Welcome back and thanks for joining us for this two part series on whether or not a victim of abuse should be held accountable for the abuse they inflict on others. If you read the previous article, you know that in most cases, children who are abused do not go on to become violent. In fact, in most cases they go on to become victims again and again, often growing up and entering into relationships where they become victims of domestic violence.
For this reason we want to be clear about the fact that being abused as a child doesn’t mean you automatically become an abuser of others. Many children who suffer abuse when they’re young are later assumed to be abusive because of what they suffered, when in fact they have never been anything more than a victim. But what happens when that violence does drive them to harm another person? At what point do those actions become something they should be held accountable for?
A young child victim may not fully understand what they are doing
Children who act out abuse on other children that they themselves have experienced, may not realize the extent of what they’re doing. They may not also have a full grasp of the fact that what they’re doing is wrong. After all, someone else has done the same to them. In an article published on the Child Mind Institute site, clinical psychologist, Dr. Kristin Carothers says that parents need to think about how their behaviors at home might influence their children. “The way they speak to their children, the way they speak to their spouses, the way they handle anger – and to be realistic about whether or not this might be something that’s been modeled for the child.”
A child who abuses others because they’re a victim of abuse at home, could result in their parents being prosecuted. Here in Michigan, a parent who verbally, physically or sexually abuses a child is likely to face a two pronged response from authorities. On the one hand they’re going to be investigated by CPS, which could result in removal of their children from their home, and possibly even termination of their parental rights. On the other hand, police will also investigate any suspected abuse, and parents believed to be harming their children will most likely face criminal charges as well.
Michigan law is very clear about when children should be held accountable
For many years in Michigan, a person was considered to be an adult, when it came to criminal prosecution, at the age of 17. However, recently Governor Whitmer signed a package of bills into law that raised the age of who is considered an adult under the criminal justice system from 17 to 18 years old. But that only applies to people being prosecuted as adults. A minor can still face prosecution for crimes they commit in Michigan.
Minors in Michigan can be tried and convicted as juveniles, if they have committed crimes. If they’re found to be guilty, or they admit to committing a crime, a judge could require the juvenile to be placed on probation, attend anger management classes or substance abuse counseling, perform community service, pay back victims for any losses they experienced, and be sent to live at a juvenile facility. Children as young as 11 serve time in juvenile justice facilities in Michigan.
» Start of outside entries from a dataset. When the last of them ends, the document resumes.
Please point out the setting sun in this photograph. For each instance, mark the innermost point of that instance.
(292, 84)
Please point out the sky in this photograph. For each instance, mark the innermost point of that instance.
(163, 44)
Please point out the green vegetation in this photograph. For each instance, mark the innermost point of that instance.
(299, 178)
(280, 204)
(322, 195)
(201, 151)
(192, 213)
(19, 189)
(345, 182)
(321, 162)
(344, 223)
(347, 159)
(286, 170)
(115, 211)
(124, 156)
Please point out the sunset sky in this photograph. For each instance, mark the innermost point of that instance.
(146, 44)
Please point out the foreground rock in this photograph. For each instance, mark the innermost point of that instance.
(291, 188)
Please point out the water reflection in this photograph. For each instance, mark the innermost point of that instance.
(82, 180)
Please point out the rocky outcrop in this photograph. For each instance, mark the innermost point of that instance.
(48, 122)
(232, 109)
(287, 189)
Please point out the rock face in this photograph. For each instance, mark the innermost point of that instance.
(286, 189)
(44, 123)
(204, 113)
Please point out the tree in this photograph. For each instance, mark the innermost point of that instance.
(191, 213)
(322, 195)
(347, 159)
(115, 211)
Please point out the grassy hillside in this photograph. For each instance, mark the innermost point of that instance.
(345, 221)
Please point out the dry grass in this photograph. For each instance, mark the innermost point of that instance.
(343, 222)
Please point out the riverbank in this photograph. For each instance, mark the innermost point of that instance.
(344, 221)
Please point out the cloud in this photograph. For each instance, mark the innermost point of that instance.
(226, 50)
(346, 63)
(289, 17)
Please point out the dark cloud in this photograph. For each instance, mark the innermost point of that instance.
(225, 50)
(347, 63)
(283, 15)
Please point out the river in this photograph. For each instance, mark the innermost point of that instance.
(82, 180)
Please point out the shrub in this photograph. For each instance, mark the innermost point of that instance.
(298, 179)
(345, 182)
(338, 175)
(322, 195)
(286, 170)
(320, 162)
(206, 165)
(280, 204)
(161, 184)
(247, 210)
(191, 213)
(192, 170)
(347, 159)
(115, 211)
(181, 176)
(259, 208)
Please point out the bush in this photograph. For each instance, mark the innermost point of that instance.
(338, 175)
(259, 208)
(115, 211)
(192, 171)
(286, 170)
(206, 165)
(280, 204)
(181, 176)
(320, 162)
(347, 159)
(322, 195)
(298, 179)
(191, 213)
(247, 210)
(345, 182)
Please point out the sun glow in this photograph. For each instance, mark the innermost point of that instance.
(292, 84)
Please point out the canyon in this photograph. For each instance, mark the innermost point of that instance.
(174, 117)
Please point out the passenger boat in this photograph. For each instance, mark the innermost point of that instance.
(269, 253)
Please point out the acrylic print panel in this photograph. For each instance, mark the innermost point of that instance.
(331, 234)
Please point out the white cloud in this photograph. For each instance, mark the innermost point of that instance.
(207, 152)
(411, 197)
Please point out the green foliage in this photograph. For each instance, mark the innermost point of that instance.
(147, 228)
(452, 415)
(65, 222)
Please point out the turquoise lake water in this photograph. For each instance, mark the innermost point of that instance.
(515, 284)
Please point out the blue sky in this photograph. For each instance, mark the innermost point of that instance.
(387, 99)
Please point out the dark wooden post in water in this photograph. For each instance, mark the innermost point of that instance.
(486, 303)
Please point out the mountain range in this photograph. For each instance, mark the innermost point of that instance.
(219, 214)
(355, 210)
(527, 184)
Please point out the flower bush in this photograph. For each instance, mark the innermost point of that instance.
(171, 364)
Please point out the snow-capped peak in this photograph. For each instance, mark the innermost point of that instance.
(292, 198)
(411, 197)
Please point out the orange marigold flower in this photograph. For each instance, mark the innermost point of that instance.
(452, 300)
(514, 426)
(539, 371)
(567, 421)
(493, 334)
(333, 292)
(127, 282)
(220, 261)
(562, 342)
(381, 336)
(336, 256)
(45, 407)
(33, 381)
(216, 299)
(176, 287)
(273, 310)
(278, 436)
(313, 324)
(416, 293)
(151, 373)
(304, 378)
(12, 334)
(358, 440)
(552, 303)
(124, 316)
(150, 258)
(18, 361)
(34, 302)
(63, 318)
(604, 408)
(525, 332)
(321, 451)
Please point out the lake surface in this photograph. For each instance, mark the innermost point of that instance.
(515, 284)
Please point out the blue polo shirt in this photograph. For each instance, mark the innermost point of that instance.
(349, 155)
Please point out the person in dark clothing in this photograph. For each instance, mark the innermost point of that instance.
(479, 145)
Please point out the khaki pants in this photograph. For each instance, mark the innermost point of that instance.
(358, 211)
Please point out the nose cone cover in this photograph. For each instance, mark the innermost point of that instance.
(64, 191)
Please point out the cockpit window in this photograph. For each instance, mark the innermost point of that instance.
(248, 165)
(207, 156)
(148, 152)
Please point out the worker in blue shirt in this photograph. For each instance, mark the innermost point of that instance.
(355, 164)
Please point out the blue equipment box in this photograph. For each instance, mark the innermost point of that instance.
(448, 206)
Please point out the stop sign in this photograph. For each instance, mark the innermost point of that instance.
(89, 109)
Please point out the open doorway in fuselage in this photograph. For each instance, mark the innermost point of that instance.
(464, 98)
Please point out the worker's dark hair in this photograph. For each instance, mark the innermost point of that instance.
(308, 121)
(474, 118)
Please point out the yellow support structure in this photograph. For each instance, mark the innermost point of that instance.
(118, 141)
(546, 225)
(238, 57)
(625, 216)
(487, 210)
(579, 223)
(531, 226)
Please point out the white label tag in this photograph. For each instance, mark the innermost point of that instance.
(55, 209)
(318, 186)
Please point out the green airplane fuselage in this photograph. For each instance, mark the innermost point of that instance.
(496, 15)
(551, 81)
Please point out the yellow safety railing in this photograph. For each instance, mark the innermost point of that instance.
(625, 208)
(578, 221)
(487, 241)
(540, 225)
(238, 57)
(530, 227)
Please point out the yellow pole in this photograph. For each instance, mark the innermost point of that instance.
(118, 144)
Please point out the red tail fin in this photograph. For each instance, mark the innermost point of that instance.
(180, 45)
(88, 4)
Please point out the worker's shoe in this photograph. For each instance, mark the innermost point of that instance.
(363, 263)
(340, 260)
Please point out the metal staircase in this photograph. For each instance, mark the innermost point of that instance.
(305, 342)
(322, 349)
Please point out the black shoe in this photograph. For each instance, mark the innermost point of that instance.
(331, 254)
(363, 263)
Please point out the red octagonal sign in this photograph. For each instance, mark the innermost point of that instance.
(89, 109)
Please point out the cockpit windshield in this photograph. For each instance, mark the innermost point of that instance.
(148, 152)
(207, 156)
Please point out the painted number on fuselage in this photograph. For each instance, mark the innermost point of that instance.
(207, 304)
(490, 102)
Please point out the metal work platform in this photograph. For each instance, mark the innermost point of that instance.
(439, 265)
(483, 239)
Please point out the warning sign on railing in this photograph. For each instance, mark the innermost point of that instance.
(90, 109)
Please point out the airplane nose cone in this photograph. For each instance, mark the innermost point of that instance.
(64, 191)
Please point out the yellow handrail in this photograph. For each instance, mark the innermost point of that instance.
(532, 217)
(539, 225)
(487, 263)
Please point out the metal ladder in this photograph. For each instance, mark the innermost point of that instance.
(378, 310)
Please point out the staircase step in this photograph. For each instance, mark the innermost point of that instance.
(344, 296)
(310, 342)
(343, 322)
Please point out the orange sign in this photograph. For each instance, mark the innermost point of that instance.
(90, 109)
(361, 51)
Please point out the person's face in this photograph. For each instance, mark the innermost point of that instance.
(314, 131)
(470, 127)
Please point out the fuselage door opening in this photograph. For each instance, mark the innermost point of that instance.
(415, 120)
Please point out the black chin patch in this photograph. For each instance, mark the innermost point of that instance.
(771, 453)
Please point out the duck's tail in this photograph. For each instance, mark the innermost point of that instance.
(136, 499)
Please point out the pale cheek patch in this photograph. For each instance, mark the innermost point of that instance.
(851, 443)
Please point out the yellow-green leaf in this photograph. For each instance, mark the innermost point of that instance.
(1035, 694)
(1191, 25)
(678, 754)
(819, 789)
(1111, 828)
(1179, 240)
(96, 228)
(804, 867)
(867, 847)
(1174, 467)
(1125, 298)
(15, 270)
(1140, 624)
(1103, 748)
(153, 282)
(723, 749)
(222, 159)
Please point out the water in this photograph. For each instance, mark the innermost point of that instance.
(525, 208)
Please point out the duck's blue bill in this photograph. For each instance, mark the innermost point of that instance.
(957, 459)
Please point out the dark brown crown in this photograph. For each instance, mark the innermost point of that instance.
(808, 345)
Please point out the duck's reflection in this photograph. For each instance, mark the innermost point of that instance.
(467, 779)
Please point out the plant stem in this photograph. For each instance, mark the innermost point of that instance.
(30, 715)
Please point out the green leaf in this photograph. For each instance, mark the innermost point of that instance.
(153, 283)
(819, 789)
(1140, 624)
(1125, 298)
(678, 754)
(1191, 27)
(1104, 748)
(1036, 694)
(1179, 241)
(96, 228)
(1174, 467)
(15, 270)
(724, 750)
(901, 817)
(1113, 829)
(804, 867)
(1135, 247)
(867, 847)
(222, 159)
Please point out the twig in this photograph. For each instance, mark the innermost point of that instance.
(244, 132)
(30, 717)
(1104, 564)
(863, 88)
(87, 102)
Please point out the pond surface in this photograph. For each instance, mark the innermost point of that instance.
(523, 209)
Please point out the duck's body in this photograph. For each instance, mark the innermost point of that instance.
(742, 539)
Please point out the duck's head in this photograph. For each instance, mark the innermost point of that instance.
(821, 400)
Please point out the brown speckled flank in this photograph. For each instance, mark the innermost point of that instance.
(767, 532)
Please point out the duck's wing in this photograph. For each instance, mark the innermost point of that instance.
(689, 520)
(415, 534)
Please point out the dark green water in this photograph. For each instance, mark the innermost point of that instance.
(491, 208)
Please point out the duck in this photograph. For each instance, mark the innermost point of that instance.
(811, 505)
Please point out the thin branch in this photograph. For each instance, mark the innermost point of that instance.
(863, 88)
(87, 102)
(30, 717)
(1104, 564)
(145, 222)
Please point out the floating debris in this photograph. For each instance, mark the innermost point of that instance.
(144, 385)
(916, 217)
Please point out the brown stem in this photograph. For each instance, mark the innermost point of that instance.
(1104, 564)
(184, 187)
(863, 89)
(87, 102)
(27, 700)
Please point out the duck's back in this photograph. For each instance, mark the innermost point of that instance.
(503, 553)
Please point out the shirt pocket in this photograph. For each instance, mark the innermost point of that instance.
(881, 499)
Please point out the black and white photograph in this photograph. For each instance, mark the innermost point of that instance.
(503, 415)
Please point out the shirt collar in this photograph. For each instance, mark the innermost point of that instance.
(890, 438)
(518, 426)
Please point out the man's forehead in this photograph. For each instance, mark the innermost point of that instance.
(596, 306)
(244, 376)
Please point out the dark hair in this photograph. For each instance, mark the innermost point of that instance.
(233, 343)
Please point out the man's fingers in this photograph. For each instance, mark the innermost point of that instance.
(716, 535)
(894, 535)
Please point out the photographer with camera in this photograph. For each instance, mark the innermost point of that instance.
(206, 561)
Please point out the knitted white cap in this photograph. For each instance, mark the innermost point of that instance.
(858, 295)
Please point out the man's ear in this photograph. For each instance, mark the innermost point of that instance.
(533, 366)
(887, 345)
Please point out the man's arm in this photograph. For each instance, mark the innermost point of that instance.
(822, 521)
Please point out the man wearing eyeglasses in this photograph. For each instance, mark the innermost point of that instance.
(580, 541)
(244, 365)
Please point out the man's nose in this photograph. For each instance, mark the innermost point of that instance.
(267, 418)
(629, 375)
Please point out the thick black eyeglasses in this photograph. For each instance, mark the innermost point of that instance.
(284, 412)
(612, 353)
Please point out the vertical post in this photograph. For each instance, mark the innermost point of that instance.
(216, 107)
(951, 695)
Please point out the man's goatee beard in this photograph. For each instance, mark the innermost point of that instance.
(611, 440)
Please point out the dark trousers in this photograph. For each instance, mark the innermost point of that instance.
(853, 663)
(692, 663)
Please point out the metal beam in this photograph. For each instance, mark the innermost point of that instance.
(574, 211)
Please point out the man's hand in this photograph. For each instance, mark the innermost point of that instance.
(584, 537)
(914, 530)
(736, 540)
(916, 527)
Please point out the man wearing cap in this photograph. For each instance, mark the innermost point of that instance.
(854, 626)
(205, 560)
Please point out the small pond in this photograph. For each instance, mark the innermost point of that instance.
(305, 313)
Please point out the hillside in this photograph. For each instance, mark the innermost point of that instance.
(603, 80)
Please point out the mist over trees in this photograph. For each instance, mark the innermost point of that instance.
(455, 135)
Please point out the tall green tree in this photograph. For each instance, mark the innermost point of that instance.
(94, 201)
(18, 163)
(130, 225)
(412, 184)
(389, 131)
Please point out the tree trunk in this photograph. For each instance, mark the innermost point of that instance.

Being accused of child abuse is very scary, but you’re not alone.
A child that harms others can sometimes bring unwanted attention to the parents, who are often assumed to be guilty of abuse themselves. Although this certainly isn’t true in every child-on-child abuse situation, the assumption is often that the parents are at fault. This can lead to invasive investigations, false allegations of abuse, and even wrongful convictions.
At The Kronzek Firm, our highly skilled and well respected CPS defense attorneys have spent decades helping the people of Michigan to protect their children from government overreach, and over-zealous CPS workers. We are available 24/7 at 866 766 5245. If you have questions, or a CPS worker has contacted you about allegations made against you, call us immediately. We can help.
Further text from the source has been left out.